The same writer speaks of a number of other celebrated trees remaining in his own time, including the large and beautiful plane called Menelais, which was planted at Caphya by Menelaus, when engaged in military preparations for the siege of Troy, or by his brother Agamemnon, described as the “king of men,” according to Pliny.

An instance of tree veneration somewhat similar to that recorded by Xerxes, already cited, may here be mentioned. According to the historian we are quoting, the consul Parsienus Crispus so loved a certain tree that he was accustomed to kiss and embrace it, to lay himself down under it and to besprinkle it with wine. “The kisses and embraces,” says Ousley, “might have authorized Ælian to give the Roman consul a place in his chapter on strange and ridiculous loves. But to recline under the shade of a beautiful tree seems perfectly natural; and, perhaps, we may discover in the libation or affusion with wine, something of a religious ceremony, for it appears that the tree stood in an ancient grove consecrated to Diana, and we know that wine was sprinkled on trees in the early ages, as still in some parts of France.”

Near Cairo, at a fountain wherein the Virgin Mary washed her infant’s clothes, a lamp was, three centuries ago, kept burning to her honour in the hollow of an old fig tree, which had served them as a place of shelter, according to the “Itinerario de Antonio Tenreio;” and Maundrell, who travelled in 1697, saw between Jerusalem and Bethlehem, the famous turpentine tree, in the shade of which the blessed Virgin is said to have reposed when she was carrying Christ in her arms.

In the time of Hamdallah Cazvini (fourteenth century), a dry or withered tree distinguished the grave of a holy man at Bastam; this tree had once been (they say) Mohammed’s staff, and was transmitted through many generations, until finally deposited in the grave of Abu Abdallah Dasitani, where it took root and put forth branches, like the club of Hercules. Those who injured this sacred tree perished on the same day.

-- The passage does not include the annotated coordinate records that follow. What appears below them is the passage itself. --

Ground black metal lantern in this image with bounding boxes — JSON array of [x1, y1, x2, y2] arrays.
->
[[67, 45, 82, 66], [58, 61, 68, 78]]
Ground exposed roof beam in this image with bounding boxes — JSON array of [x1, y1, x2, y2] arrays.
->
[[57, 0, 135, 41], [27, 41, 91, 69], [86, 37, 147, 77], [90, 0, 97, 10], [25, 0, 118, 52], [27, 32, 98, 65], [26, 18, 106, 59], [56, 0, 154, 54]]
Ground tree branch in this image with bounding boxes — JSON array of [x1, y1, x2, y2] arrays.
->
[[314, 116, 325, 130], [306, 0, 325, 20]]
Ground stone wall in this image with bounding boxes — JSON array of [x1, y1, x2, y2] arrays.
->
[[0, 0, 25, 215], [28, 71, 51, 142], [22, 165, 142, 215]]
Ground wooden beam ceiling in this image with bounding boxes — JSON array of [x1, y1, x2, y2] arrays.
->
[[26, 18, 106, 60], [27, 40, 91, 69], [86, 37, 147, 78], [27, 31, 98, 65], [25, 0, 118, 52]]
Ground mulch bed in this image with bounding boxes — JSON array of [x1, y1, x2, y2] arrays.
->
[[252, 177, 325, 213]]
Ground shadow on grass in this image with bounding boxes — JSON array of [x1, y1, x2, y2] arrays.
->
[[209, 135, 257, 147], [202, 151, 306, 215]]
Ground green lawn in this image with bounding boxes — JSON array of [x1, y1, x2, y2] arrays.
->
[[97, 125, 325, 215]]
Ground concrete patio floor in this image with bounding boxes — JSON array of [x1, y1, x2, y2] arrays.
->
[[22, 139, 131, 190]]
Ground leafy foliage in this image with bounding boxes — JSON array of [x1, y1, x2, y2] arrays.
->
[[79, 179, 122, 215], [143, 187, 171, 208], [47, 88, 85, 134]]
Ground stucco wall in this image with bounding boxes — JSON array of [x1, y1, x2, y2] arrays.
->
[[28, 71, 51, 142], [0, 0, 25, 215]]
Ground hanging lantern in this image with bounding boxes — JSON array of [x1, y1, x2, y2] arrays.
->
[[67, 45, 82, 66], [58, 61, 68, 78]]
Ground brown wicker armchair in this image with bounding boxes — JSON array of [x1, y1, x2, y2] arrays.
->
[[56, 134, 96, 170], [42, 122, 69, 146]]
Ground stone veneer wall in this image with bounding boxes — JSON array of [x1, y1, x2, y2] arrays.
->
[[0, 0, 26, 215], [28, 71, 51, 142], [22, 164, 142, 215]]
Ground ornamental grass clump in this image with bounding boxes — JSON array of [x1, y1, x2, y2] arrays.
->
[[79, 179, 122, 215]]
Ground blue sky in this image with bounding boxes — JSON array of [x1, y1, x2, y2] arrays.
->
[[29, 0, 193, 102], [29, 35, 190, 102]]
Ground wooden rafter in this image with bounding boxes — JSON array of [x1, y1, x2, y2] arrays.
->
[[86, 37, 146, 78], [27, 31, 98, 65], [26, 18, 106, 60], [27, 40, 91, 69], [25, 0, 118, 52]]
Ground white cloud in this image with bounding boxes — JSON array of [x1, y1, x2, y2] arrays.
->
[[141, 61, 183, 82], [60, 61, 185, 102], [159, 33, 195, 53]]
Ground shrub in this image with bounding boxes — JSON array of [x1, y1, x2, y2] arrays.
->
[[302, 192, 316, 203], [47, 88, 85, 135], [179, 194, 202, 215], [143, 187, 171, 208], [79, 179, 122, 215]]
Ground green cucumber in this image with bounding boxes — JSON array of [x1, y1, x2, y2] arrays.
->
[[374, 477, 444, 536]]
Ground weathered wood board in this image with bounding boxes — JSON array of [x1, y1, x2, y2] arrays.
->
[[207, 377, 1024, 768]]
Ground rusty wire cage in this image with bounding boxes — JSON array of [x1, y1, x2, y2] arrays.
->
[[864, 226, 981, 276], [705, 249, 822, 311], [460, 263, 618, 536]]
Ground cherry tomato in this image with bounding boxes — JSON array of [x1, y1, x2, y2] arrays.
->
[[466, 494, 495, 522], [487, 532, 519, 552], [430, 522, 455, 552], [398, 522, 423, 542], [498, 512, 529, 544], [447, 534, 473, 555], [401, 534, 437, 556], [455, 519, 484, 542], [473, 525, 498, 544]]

In the time of Plutarch, an aged tree still bore the title of “Alexander’s Oak,” and marked a spot rendered memorable by one of that hero’s exploits. It stood near the river Cephisus, and not far from the burial-place of many valiant Macedonians. How old this tree may have been during Alexander’s youth, does not appear; but it grew near Cheronæa where he signalised himself in battle 337 years before Christ; and Plutarch died 119 years after Christ. It may, however, have existed to a much later period.

In Africa, the modern Muselmans and Pagans seem equally inclined to distinguish particular trees as sacred objects. Every tribe of the Galla nation, in Abysinnia, worship avowedly as a god, the Wanzey tree. Mr. Salt confirms this statement of Bruce, using similar language. Mungo Park mentions the Neema Tuba, a large tree decorated with innumerable rags or scraps of cloth—“a tree which nobody presumed to pass without hanging up something.”

Barbot informs us that the inhabitants of Southern Guinea make offerings and pray to trees, more especially in time of sickness; from an expectation of thereby recovering their health.

Colonel Keatinge, in his “Travels in Europe and Africa,” speaks of a resemblance or identity between the Argali (wild olive) and the Arayel or the sacred tree of the Hindus; and he noticed the offerings strung upon those Argali, “rags, potsherds, and the like trash.” Why such things were offered, or the origin of such a custom, no person attempts to explain, but he observes, “a traveller will see precisely the like in the west of Ireland, and will receive an equally satisfactory account upon the subject.”

A multiplicity of extracts might be quoted to prove how long this superstition lingered among various nations of Europe, besides the Irish. We need scarcely premise that it was widely diffused in pagan times throughout those nations. We have already seen it among the Greeks and Romans. It flourished among the ancient Germans, as Tacitus and Agathias inform us; among the Scandinavians also, and different tribes of the north, according to their Edda and other works. The Druids of the Celts, Gauls and Britons of course afford familiar examples. But after the introduction of Christianity we find the worship of trees condemned, as a practice still existing, by the councils of Auxerre, of Nantes, and of Tours. It was also strongly forbidden by the laws of Canute, as may be seen in Wilkins’s “Leg. Ang. Sax.”

Many anecdotes are recorded, says Ousley, of holy men who exerted themselves in efforts to abolish the superstition. Thus we read in the History of Saint Valeri, that this pious abbot, having discovered the trunk of a large tree which the rustics zealously worshipped with pagan devotion, immediately directed that it should be destroyed. Notwithstanding such laudable exertions, we learn from Ditmar, an author of the eleventh century, that in his time the people of Ridegast, in Mecklenbourgh, revered a certain gloomy forest and were afraid to touch the trees of which it was composed.